Au fil des mots transcrits, l’imagination coule à flots, semant le syndrome de la page blanche. Je joue le jeu, je tape sans m’arrêter, sans me relire, sans me juger, sans me décourager. Le compteur défile, j’oublie mon éditeur, mes lecteurs, je savoure la liberté, la détente, l’épanouissement. La respiration ample, j’appuie à toute vitesse sur mon clavier, apercevant des fautes de frappe, sentant mes doigts douloureux et la démangeaison de mon nez, cela dit, je m’en moque. Je tapote sur les touches et extirpe mes angoisses, expulse mes peurs, enracine mes souvenirs, pour redécouvrir ainsi la magie de la plume, l’amour des mots. J’écris tout simplement parce que j’aime ça. Finalement, je m’autorise à créer sans m’inquiéter de rien. Mes idées fusent, dans le désordre, mais peu importe, j’aurais bien le temps de tout revoir plus tard. Mes yeux pétillent, je chantonne et ricane toute seule, face à mon écran, oubliant la petite voix qui essaie de me manipuler. Enfin je m’exprime, je m’extériorise et cela me procure une immense vague de chaleur qui me parcourt de la tête aux pieds. Je me plonge dans mon écrit, dans ce qui sera, peut-être, la suite de « L’autre côté du miroir ». Je suis isolée devant mon ordinateur, délaissant mon appartement poussiéreux et malodorant. Certes, ce n’est qu’un brouillon, mais probablement qu’il porte en lui toutes les promesses d’un potentiel roman.

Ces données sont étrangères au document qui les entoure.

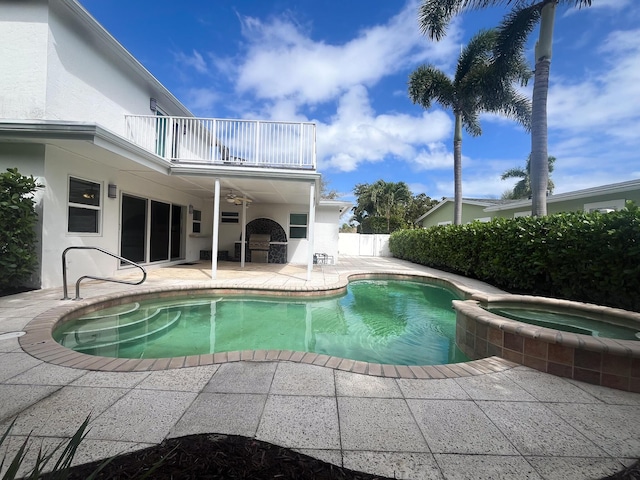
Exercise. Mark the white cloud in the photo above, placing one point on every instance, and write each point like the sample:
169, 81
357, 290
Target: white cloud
195, 61
355, 134
284, 62
201, 100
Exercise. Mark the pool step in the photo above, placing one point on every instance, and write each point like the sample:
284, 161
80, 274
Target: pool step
133, 325
158, 324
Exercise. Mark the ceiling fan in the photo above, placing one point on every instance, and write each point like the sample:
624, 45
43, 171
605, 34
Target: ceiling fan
237, 200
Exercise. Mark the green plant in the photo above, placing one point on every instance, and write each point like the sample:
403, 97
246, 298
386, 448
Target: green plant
62, 469
18, 217
590, 257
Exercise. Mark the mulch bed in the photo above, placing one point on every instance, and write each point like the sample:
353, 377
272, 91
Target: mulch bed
214, 456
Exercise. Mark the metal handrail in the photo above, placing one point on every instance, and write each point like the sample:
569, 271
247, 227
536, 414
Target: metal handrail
122, 259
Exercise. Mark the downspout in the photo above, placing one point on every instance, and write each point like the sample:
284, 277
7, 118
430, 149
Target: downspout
216, 229
311, 227
243, 234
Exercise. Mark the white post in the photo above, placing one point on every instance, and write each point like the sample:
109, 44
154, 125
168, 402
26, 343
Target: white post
216, 229
311, 229
243, 222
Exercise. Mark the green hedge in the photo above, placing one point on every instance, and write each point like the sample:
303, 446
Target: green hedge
18, 258
589, 257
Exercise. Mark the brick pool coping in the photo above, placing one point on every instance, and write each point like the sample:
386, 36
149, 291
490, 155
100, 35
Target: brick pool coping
602, 361
38, 340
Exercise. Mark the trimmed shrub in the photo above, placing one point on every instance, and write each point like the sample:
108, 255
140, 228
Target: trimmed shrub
590, 257
18, 218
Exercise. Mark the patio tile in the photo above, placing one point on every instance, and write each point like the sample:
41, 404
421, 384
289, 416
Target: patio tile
48, 374
486, 467
183, 380
432, 389
329, 456
141, 416
496, 386
608, 395
415, 466
302, 379
242, 377
455, 426
228, 413
15, 398
14, 364
378, 424
549, 388
613, 428
570, 468
355, 385
300, 422
110, 379
535, 430
60, 414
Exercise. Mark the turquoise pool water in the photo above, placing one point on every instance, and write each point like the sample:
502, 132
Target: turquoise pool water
381, 321
568, 323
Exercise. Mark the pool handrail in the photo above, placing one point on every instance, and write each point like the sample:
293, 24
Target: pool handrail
83, 247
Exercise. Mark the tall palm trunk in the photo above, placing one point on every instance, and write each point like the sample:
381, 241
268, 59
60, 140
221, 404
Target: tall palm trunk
457, 171
539, 157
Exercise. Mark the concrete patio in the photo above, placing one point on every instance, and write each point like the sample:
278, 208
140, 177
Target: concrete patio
496, 421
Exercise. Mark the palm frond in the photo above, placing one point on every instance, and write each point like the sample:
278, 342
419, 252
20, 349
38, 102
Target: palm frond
516, 172
427, 84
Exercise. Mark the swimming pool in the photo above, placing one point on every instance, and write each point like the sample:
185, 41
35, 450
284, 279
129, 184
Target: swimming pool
382, 321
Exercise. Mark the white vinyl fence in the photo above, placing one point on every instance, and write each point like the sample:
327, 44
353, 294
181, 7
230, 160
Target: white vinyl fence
363, 245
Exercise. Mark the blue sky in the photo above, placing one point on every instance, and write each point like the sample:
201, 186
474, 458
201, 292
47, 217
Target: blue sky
344, 65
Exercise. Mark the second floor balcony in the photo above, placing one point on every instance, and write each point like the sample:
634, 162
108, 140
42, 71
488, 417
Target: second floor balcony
251, 143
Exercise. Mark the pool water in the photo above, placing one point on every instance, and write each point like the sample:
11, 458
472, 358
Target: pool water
568, 323
381, 321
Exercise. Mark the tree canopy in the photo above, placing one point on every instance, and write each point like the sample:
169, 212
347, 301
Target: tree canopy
383, 207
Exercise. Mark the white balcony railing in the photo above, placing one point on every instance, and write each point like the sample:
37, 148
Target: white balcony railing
225, 142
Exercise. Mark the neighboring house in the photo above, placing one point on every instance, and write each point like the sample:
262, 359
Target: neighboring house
603, 198
127, 168
472, 209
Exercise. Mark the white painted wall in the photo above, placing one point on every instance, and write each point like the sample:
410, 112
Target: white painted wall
376, 245
23, 59
59, 165
62, 70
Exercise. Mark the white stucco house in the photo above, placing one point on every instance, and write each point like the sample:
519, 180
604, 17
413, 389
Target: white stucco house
127, 168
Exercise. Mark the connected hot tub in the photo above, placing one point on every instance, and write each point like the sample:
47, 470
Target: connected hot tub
590, 343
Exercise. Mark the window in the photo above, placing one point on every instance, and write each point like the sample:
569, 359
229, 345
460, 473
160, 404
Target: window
605, 207
229, 217
84, 206
298, 225
197, 221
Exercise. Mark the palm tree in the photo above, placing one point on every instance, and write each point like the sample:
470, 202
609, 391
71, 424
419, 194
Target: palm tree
522, 189
479, 85
434, 16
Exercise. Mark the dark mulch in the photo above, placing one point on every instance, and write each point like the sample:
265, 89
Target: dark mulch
214, 456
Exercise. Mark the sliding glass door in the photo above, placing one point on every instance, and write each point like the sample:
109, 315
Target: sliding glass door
151, 231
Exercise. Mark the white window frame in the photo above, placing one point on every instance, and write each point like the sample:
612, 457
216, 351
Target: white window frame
296, 225
84, 206
617, 204
197, 222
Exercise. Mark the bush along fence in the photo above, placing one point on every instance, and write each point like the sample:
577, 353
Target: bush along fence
589, 257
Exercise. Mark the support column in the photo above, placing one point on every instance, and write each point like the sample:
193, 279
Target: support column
311, 229
216, 229
243, 234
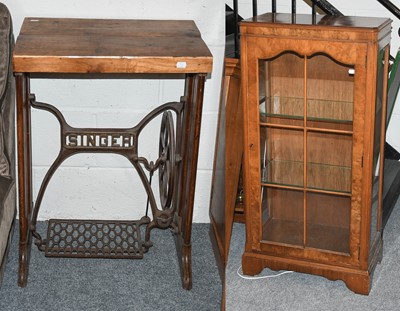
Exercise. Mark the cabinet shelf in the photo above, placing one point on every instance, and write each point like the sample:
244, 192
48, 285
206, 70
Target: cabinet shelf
319, 176
291, 232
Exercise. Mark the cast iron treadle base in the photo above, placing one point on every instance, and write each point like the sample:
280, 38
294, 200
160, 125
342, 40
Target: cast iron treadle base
95, 239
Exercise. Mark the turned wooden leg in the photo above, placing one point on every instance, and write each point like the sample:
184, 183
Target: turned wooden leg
194, 86
24, 175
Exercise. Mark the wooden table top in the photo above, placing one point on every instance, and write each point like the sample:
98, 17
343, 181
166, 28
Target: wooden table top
66, 45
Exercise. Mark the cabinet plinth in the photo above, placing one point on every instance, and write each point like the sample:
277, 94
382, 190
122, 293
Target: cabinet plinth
314, 107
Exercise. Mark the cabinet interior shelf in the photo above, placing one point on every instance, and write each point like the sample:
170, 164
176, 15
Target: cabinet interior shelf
317, 109
319, 176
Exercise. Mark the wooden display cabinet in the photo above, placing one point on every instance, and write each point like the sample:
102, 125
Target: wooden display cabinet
314, 100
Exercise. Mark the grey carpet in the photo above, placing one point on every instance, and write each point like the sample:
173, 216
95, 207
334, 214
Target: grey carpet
152, 283
302, 292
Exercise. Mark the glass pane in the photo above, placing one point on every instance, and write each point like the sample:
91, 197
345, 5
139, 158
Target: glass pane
329, 161
281, 88
328, 222
282, 216
330, 91
375, 222
281, 156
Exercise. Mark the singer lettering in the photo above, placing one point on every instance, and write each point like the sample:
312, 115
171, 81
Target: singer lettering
99, 140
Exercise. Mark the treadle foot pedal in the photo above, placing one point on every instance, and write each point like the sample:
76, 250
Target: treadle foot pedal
95, 239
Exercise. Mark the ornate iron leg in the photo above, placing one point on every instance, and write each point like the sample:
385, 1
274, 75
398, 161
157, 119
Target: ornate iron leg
24, 175
192, 112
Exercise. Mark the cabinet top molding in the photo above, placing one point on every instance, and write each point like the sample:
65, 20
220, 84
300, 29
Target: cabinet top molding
73, 45
320, 20
325, 27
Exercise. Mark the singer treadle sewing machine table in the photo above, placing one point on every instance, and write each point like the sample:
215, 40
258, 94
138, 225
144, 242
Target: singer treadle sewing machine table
50, 47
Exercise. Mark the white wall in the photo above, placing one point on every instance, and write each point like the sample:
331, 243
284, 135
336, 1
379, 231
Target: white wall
106, 186
352, 8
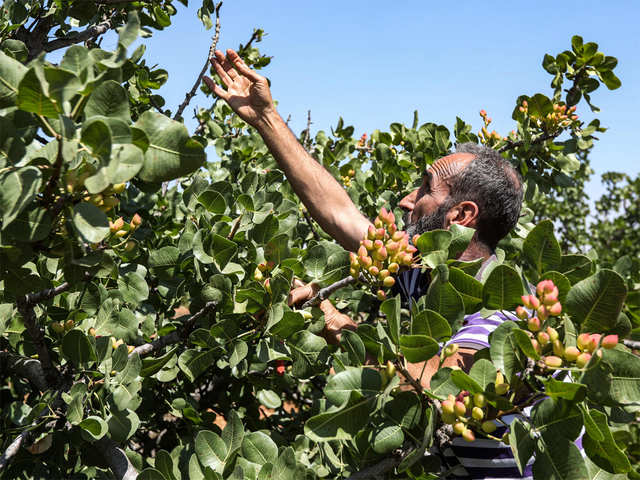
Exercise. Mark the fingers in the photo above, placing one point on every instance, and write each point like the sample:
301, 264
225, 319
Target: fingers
242, 67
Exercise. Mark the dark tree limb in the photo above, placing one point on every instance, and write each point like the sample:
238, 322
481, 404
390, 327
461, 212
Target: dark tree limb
26, 367
324, 293
176, 336
117, 459
632, 344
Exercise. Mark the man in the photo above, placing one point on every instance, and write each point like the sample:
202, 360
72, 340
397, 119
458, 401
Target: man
473, 187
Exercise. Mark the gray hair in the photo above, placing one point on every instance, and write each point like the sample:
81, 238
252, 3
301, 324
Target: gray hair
495, 186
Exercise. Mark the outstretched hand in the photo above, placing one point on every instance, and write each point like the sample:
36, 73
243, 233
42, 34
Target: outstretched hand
247, 93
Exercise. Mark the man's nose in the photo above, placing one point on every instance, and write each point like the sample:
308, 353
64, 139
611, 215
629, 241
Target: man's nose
409, 202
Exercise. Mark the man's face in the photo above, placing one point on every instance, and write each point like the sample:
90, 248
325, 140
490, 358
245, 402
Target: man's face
427, 206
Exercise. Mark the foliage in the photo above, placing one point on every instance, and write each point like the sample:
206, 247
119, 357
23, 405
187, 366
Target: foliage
134, 322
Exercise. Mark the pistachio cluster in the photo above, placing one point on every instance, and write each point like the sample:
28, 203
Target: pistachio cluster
119, 228
382, 252
466, 413
484, 135
547, 340
561, 117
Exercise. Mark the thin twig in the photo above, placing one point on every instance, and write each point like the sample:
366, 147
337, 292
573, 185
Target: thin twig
191, 93
176, 336
539, 139
89, 34
307, 217
324, 293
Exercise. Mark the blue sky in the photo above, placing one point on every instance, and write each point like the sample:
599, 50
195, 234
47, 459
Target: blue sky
376, 62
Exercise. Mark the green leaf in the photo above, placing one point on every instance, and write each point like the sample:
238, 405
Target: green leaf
211, 450
11, 72
316, 261
33, 95
558, 459
77, 347
213, 201
91, 222
171, 153
504, 352
95, 426
557, 418
418, 348
431, 324
521, 442
503, 289
133, 287
465, 382
195, 362
309, 353
352, 344
541, 248
615, 379
524, 342
258, 448
388, 439
596, 301
17, 190
574, 392
269, 398
605, 452
340, 423
434, 240
483, 372
109, 99
122, 425
151, 366
365, 381
575, 267
468, 287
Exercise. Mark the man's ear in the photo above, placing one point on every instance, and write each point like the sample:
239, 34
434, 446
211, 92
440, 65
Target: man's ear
464, 213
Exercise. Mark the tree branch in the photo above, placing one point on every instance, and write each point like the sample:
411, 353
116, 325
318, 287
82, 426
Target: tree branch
116, 459
324, 293
90, 33
191, 93
539, 139
26, 367
176, 336
632, 344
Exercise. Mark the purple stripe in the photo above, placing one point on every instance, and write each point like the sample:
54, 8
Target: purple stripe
483, 321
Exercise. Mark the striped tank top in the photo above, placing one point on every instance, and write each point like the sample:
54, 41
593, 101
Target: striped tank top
484, 458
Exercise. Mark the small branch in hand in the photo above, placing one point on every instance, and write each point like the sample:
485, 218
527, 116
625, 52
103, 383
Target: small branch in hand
326, 292
176, 336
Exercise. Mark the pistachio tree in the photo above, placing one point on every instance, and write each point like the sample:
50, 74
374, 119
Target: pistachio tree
144, 325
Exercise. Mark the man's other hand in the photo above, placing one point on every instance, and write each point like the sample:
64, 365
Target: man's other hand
334, 320
247, 93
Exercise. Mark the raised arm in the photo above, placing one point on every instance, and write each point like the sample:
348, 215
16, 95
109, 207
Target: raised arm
248, 94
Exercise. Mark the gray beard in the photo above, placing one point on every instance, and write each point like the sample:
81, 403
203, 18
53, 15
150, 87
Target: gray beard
426, 223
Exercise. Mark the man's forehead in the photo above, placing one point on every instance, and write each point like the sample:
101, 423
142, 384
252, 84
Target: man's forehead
450, 165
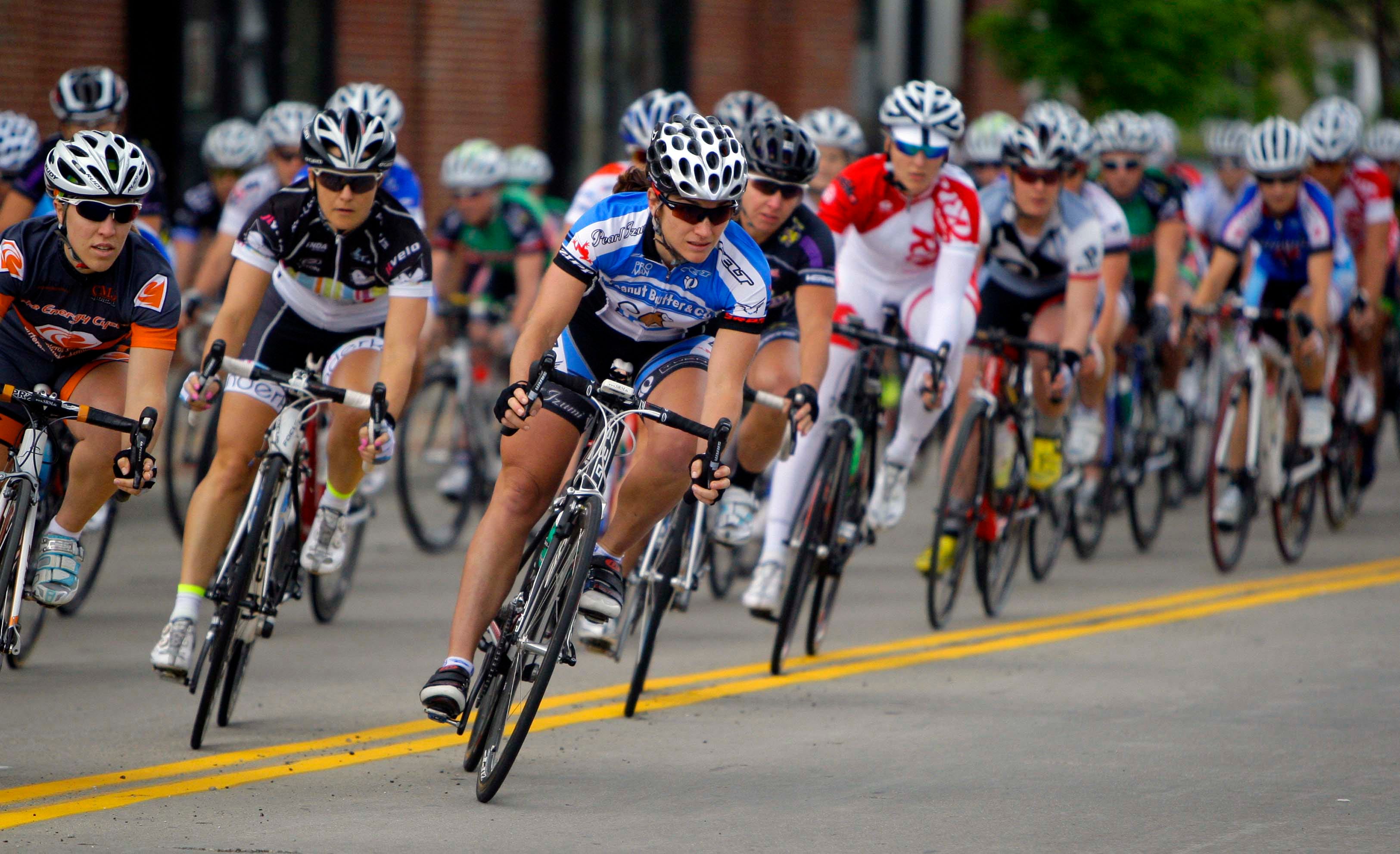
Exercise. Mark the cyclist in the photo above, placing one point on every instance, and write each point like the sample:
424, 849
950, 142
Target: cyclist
839, 139
489, 251
87, 99
639, 277
1287, 221
791, 356
230, 150
280, 125
982, 146
19, 142
90, 311
351, 274
1366, 215
635, 128
905, 219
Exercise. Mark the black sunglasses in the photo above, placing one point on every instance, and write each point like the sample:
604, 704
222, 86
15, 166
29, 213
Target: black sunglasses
335, 181
769, 188
99, 212
694, 213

Enfin, le chronomètre émet un bip puis s’arrête. Mon texte définitivement sauvegardé, je bascule ma tête en arrière, me sentant légère et au septième ciel. J’ai réussi à plonger au plus profond de moi-même pour redécouvrir ainsi qui je suis réellement… Un auteur.
Le soir même, je me laisse tomber sur mon lit en robe de chambre, repensant à mon blocage de la page blanche et me rends compte que celle-ci m’a aidé. Non pas en commençant mon second récit d’aventures, mais en me rappelant pourquoi j’écris. Désormais, je m’octroie la liberté de m’exprimer comme je le souhaite. Tout compte fait, cette angoisse fut une chance pour moi. J’ai pu autoriser mon énergie et mon imagination à sortir sans contrainte. Une page vierge ne signifie pas la fin de ma carrière de romancière, mais le début d’une nouvelle histoire.